Exact Leader Estimation: A New Approach for Distributed Differentiation
Rodrigo Aldana-Lopez, David Gomez-Gutierrez, Elio Usai, Hernan Haimovich
TL;DR
The paper solves the distributed leader-observer problem by introducing a homogeneous, Levant-inspired differentiator that enables each follower to estimate the leader's state and its derivatives up to order $m$ using only scalar neighbor outputs, even when the leader's identity is unknown and the leader is driven by a bounded input with unknown higher-order derivative. It proves finite-time, exact convergence in the noise-free continuous-time setting, and extends the framework to bounded measurement noise and sampled-data communication, providing explicit steady-state error bounds that scale homogeneously with the noise level.
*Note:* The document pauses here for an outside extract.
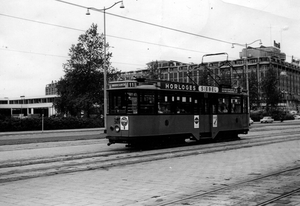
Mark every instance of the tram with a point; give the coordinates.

Gains are designed either explicitly for $m=1$ or recursively via a Redundant Exponential Differentiator (RED) style approach for $m>1$, ensuring contraction of the error dynamics. Numerical results for second- and high-order cases validate finite-time tracking of the leader signal and its derivatives, and demonstrate robustness to measurement noise and discretization. The approach reduces communication load by exchanging only scalar observer outputs while guaranteeing accurate leader differentiation, with practical implications for formation control and multi-agent coordination.
Abstract
A novel strategy aimed at cooperatively differentiating a signal among multiple interacting agents is introduced, where none of the agents needs to know which agent is the leader, i.e. the one producing the signal to be differentiated. Every agent communicates only a scalar variable to its neighbors; except for the leader, all agents execute the same algorithm. The proposed strategy can effectively obtain derivatives up to arbitrary $m$-th order in a finite time under the assumption that the $(m+1)$-th derivative is bounded. The strategy borrows some of its structure from the celebrated homogeneous robust exact differentiator by A. Levant, inheriting its exact differentiation capability and robustness to measurement noise. Hence, the proposed strategy can be said to perform robust exact distributed differentiation. In addition, and for the first time in the distributed leader-observer literature, sampled-data communication and bounded measurement noise are considered, and corresponding steady-state worst-case accuracy bounds are derived. The effectiveness of the proposed strategy is verified numerically for second- and fourth-order systems, i.e., for estimating derivatives of up to first and third order, respectively.